Но Петров наслаждался забытым хоршцем эфира, клекотом морзянки, завыванием и грохотом радиоокеана. Иногда к нему заглядывал Рунд. Слушали вдвоем. Когда оба уставали, Рунд заказывал по телефону бутылку сельтерской, и кок-голландец приносил в перегретую радиолампами рубку бутылку ледяной воды и тонко нарезанный лимон.
— Так как вам удалось пересечь Чукотку? — допытывался Рунд. — Чем вы питались?
И Петров рассказывал, как он шел по летней тундре, собирая ягоду-шикшу и клюкву, как добывал на скалах яйца чаек-моевок и заедал их ярко-красные желтки выброшенной на камни морской капустой.
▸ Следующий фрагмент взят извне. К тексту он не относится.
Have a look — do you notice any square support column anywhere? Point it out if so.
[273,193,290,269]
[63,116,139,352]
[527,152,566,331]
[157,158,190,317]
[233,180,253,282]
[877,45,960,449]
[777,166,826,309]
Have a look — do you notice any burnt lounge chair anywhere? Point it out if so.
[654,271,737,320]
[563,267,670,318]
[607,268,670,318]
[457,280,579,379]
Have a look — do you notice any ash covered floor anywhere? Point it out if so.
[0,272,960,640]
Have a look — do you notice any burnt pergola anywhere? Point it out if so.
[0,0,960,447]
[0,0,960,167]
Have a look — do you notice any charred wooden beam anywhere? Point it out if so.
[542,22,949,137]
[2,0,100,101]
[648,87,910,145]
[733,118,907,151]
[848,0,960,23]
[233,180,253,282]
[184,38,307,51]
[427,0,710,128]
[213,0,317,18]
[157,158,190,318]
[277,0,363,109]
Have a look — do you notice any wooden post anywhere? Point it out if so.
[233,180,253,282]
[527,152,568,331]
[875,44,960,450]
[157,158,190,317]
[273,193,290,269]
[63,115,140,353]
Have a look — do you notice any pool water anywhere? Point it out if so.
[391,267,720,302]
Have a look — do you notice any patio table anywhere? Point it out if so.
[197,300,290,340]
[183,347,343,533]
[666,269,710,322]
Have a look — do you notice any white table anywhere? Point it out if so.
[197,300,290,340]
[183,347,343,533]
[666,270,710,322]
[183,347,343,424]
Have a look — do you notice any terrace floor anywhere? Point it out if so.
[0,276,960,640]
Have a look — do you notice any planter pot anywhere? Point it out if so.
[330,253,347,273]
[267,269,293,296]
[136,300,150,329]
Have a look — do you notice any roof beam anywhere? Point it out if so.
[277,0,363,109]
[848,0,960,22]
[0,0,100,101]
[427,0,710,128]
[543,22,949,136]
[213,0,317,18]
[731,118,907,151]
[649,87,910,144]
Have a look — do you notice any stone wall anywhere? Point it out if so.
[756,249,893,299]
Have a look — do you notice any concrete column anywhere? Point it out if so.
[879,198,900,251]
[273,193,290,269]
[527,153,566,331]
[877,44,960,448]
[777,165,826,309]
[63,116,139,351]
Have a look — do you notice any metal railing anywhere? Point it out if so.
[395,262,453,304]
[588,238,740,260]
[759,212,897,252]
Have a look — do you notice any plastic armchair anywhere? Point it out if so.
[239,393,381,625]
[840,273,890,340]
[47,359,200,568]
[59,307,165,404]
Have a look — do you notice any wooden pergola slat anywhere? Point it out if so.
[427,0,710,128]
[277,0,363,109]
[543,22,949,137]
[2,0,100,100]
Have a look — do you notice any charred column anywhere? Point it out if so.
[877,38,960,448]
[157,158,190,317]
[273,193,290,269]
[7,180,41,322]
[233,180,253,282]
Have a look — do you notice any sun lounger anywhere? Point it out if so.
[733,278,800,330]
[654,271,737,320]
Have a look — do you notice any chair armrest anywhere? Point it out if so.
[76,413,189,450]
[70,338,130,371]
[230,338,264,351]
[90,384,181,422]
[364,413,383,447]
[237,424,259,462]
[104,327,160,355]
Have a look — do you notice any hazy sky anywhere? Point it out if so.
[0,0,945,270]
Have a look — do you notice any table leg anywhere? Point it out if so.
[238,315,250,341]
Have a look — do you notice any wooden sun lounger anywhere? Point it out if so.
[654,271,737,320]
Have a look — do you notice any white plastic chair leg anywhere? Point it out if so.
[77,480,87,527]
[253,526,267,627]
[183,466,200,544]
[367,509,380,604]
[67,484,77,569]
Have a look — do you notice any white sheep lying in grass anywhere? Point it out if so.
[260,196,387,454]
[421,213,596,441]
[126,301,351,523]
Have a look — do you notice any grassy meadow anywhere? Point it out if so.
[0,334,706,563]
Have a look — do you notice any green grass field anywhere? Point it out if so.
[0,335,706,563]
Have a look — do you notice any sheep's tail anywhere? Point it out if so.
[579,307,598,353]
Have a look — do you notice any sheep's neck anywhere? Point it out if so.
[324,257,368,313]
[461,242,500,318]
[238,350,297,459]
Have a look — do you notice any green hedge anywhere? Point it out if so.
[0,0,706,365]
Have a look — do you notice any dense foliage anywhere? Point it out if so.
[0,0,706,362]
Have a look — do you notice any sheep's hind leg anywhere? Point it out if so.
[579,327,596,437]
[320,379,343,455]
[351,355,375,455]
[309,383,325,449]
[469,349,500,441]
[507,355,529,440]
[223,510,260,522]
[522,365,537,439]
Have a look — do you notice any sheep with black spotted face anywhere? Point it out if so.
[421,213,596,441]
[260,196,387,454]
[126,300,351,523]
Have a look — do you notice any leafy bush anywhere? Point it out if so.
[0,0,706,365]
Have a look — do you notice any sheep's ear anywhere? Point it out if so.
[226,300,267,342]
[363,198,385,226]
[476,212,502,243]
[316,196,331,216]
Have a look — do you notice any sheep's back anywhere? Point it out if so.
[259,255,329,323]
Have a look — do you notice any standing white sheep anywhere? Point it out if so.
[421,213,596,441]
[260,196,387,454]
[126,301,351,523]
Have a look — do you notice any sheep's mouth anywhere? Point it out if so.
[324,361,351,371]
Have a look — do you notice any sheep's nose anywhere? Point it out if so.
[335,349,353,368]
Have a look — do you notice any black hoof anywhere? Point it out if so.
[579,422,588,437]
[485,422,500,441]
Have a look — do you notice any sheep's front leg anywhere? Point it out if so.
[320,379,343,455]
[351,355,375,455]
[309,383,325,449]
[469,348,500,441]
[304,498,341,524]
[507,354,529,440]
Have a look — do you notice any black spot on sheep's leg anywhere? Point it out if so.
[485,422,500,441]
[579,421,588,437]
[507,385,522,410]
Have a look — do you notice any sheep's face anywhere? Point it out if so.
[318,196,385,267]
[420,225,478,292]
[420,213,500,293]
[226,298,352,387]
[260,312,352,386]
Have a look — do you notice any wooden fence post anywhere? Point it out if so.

Рассказывал, как потчевали его чукчи кровяной похлебкой «понта» с толченой сараной и листьями черемши или рыбной строганиной с моченой морошкой.
Корветтен-капитан при описании подобных яств лишь брезгливо поводил плечами и смотрел на рассказчика, как смотрят на шпагоглотателей и факиров.
В июне сорок первого голландский сухогруз, благополучно обогнув мыс Горн, вошел в воды Биская. «Флигер Голландер» («Летучий голландец»), как прозвали немцы захваченный пароход, закончил свой полукругосветный рейс в порту Бордо.
— Что вы собираетесь делать дальше? — спросил Рунд Петрова; за время опасного плавания они стали почти приятелями.
— Я надеюсь отыскать в Париже Вилькицкого. Евгенов говорил, что он осел именно там
— Нет никакой гарантии, что вы его найдете. Поезжайте лучше в Берлин. Там живет Новопашенный. Я дам вам его адрес… И вообще, напишу самые лучшие рекомендации.
Петров задумался.
— И все же к Вилькицкому. Новопашенного я почти не знаю…
Рунд помог выправить необходимые бумаги для получения вида на жительство в Париже. С тем Петров и отправился на розыск Вилькицкого.
Евгенов ошибся: Вилькицкий осел в Брюсселе…
Глава восьмая.
«МЫ СЧИТАЛИ ЕГО ПРЕДАТЕЛЕМ»
В Париже полицейский чиновник, оформлявший Петрову документы, прочитав в немецких бумагах его фамилию, заговорил вдруг по-русски:
— Вы из России? Эмигрант?
— В некотором роде… А вы?
— Люби Константин Григорьевич. Капитан 2-го ранга российского императорского флота. В прошлом.
— Подпоручик по Адмиралтейству Петров Дмитрий Иванович.